ReefWatch

Continuous local security monitoring daemon for Linux and macOS. Detects brute-force attacks, malware, privilege escalation, suspicious processes, file tampering, cryptominers, and network anomalies using YARA, Sigma, and custom detection rules. Runs as a background process and alerts only when real threats are found. Use when the user wants host-level intrusion detection, security monitoring, threat scanning, or asks about suspicious activity on their machine.

Audits

Malicious

Install

openclaw skills install reefwatch

ReefWatch 🪸

What it does

ReefWatch is a lightweight host-based intrusion detection system (HIDS) that runs as a background daemon on the same machine as OpenClaw. It continuously monitors the local system for security threats and alerts the user through OpenClaw's messaging channels ONLY when something suspicious is detected.

Architecture

ReefWatch runs as an independent Python process (not consuming LLM tokens) and communicates with OpenClaw via the local webhook endpoint (/hooks/wake) to alert the user.

[Collectors] → [Detection Engines] → [Alert Manager] → [OpenClaw Webhook] → [User]

Detection Engines

  • YARA: File and process scanning for malware, webshells, miners, ransomware
  • Sigma: Log-based detection for brute-force, privilege escalation, lateral movement
  • Custom Rules: System-specific checks (file integrity, process anomalies, network connections)

Commands

Start monitoring

When the user asks to start ReefWatch or enable security monitoring:

  1. Verify dependencies are installed:

    pip3 install -r ~/.openclaw/workspace/skills/reefwatch/requirements.txt --quiet
    
  2. Download initial rulesets (first time only):

    python3 ~/.openclaw/workspace/skills/reefwatch/setup_rules.py
    
  3. Start the daemon:

    nohup python3 ~/.openclaw/workspace/skills/reefwatch/reefwatch_daemon.py \
      --webhook-url "http://127.0.0.1:18789/hooks/wake" \
      --webhook-token "${OPENCLAW_HOOKS_TOKEN}" \
      --config ~/.openclaw/workspace/skills/reefwatch/reefwatch_config.yaml \
      > ~/.openclaw/logs/reefwatch.log 2>&1 &
    echo $! > /tmp/reefwatch.pid
    
  4. Confirm to the user: "🪸 ReefWatch is now active.

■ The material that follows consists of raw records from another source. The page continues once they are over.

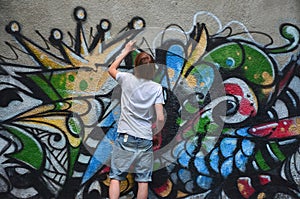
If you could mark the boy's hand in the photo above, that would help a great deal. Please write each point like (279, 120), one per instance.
(130, 46)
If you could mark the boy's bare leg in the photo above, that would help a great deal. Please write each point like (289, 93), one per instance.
(114, 189)
(142, 190)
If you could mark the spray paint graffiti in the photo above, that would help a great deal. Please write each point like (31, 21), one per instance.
(233, 113)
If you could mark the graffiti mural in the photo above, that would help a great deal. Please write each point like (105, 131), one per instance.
(232, 106)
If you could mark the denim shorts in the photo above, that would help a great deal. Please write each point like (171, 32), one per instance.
(132, 155)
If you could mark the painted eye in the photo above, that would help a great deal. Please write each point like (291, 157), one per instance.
(232, 107)
(230, 62)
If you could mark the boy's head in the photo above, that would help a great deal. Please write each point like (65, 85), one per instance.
(144, 66)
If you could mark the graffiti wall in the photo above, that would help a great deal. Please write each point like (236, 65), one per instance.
(232, 105)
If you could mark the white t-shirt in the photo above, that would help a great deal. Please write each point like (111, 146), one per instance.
(137, 104)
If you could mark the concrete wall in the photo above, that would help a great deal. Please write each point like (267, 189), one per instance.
(230, 73)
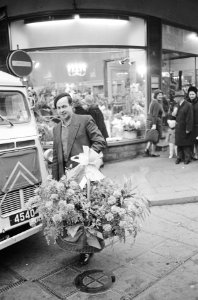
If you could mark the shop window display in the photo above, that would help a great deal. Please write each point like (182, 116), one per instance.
(115, 78)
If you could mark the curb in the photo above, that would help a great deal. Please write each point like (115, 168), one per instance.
(184, 200)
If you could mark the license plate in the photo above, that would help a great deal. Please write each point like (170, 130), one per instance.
(22, 216)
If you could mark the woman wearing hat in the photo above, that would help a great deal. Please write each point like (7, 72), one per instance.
(154, 121)
(193, 99)
(183, 129)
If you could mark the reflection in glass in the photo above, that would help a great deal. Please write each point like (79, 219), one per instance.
(115, 78)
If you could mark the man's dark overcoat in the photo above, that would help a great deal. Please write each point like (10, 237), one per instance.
(184, 122)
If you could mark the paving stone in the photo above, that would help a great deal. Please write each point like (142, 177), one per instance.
(132, 281)
(61, 282)
(188, 211)
(171, 231)
(174, 218)
(181, 284)
(125, 252)
(27, 291)
(7, 278)
(33, 257)
(177, 251)
(155, 264)
(99, 261)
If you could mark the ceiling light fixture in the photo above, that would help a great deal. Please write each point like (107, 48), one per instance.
(75, 16)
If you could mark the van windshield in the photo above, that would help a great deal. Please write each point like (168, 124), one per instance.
(13, 107)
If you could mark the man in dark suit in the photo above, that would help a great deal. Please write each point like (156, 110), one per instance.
(71, 134)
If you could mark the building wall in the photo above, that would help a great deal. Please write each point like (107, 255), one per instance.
(183, 12)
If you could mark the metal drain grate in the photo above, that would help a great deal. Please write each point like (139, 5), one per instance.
(19, 278)
(94, 281)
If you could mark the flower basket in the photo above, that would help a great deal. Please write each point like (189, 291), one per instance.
(130, 135)
(80, 245)
(83, 209)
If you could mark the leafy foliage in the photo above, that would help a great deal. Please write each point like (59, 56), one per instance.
(103, 209)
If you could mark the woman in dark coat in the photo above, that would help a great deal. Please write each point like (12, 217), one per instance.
(183, 129)
(96, 113)
(154, 121)
(192, 98)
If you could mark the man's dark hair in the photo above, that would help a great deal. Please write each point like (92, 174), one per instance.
(62, 95)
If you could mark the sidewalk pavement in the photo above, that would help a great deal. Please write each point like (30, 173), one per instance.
(159, 178)
(162, 264)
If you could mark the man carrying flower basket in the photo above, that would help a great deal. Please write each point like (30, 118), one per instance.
(71, 134)
(80, 209)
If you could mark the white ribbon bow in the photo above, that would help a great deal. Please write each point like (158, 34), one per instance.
(89, 163)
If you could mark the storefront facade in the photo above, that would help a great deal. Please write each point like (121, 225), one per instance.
(116, 53)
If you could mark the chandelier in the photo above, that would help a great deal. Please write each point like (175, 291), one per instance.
(77, 69)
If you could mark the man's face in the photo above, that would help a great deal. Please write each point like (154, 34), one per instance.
(192, 95)
(179, 99)
(160, 97)
(64, 109)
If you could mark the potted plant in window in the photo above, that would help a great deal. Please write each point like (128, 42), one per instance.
(84, 208)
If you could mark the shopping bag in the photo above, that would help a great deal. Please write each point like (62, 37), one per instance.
(152, 135)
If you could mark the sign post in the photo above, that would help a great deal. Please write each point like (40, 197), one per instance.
(19, 63)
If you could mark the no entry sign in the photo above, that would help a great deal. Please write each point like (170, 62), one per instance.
(19, 63)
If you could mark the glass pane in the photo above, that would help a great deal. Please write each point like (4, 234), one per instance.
(114, 78)
(13, 107)
(177, 39)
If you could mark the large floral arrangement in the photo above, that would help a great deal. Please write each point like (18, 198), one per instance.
(102, 208)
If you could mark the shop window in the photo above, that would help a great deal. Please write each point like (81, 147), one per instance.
(115, 79)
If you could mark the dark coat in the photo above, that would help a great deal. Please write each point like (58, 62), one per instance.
(79, 110)
(184, 122)
(82, 132)
(195, 119)
(97, 115)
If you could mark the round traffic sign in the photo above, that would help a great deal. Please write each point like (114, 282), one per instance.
(19, 63)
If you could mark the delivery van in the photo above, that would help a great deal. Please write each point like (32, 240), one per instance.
(22, 165)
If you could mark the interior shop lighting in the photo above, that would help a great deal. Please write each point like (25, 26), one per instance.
(81, 17)
(76, 69)
(193, 36)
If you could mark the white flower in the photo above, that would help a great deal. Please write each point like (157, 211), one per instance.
(56, 218)
(109, 216)
(70, 207)
(115, 209)
(70, 192)
(54, 197)
(123, 224)
(73, 185)
(111, 200)
(48, 204)
(117, 193)
(33, 222)
(121, 211)
(107, 227)
(62, 203)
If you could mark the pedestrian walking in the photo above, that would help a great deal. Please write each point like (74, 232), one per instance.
(193, 99)
(183, 129)
(154, 122)
(170, 138)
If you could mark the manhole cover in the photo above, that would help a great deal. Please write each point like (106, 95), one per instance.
(94, 281)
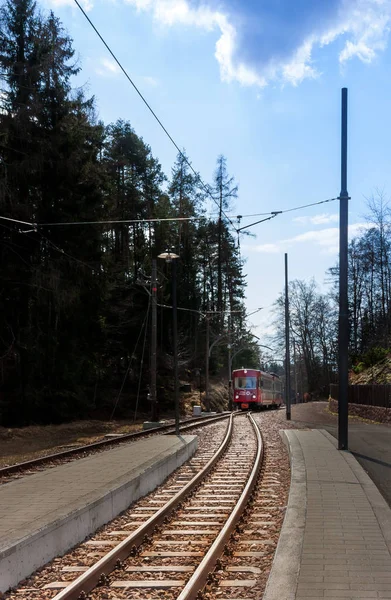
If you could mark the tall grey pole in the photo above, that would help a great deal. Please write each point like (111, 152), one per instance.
(154, 409)
(287, 356)
(175, 343)
(343, 337)
(229, 364)
(207, 401)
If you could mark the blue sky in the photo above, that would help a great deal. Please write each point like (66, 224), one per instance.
(257, 81)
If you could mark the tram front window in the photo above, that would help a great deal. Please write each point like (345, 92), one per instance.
(245, 383)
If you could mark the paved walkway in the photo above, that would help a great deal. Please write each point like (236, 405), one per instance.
(369, 442)
(44, 514)
(336, 537)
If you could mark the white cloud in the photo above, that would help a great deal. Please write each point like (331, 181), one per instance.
(317, 219)
(363, 25)
(327, 239)
(107, 67)
(267, 248)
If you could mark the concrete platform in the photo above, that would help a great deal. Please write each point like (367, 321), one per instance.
(336, 537)
(44, 514)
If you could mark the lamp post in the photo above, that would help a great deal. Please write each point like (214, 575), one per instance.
(170, 257)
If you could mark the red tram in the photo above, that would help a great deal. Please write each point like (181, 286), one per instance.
(253, 389)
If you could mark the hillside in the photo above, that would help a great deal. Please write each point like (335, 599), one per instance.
(379, 373)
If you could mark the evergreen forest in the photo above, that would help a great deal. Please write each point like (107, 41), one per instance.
(85, 207)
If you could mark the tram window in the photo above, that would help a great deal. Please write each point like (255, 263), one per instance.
(245, 383)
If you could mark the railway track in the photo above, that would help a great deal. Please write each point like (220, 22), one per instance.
(185, 530)
(9, 472)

I'll alert you if any threats are detected."

Stop monitoring

kill $(cat /tmp/reefwatch.pid 2>/dev/null) 2>/dev/null && rm -f /tmp/reefwatch.pid

Confirm: "🪸 ReefWatch stopped."

Check status

if kill -0 $(cat /tmp/reefwatch.pid 2>/dev/null) 2>/dev/null; then
  echo "ReefWatch is running (PID: $(cat /tmp/reefwatch.pid))"
  tail -5 ~/.openclaw/logs/reefwatch.log
else
  echo "ReefWatch is not running"
fi

View recent alerts

tail -20 ~/.openclaw/workspace/skills/reefwatch/alert_history.jsonl | python3 -c "import sys,json; [print(json.dumps(json.loads(l),indent=2)) for l in sys.stdin]"

Update rules

python3 ~/.openclaw/workspace/skills/reefwatch/setup_rules.py --update

Run manual scan

When the user asks to scan a specific file or directory:

python3 ~/.openclaw/workspace/skills/reefwatch/manual_scan.py --target <path>

Alert Format

When ReefWatch detects a threat, it wakes OpenClaw with a message like:

🔴 REEFWATCH ALERT
━━━━━━━━━━━━━━━━━━
Type: Brute-force SSH attempt
Severity: HIGH
Source: auth.log
Detail: 47 failed login attempts from 192.168.1.105 in 2 minutes
Rule: sigma/ssh_brute_force
Time: 2026-02-22 15:43:21
━━━━━━━━━━━━━━━━━━

Forward this alert to the user immediately through their active messaging channel. If the user asks for more details, check the full log at ~/.openclaw/logs/reefwatch.log.

Important Notes

  • ReefWatch does NOT consume LLM tokens while monitoring. It only triggers OpenClaw when alerting.
  • On macOS, some collectors require granting Full Disk Access or specific permissions.
  • YARA scanning can be CPU-intensive; default config scans changed files only, not full disk.
  • The daemon auto-recovers if a collector fails; it logs the error and continues with remaining collectors.
  • All data stays local. ReefWatch never sends system data to external servers (only to OpenClaw's local webhook).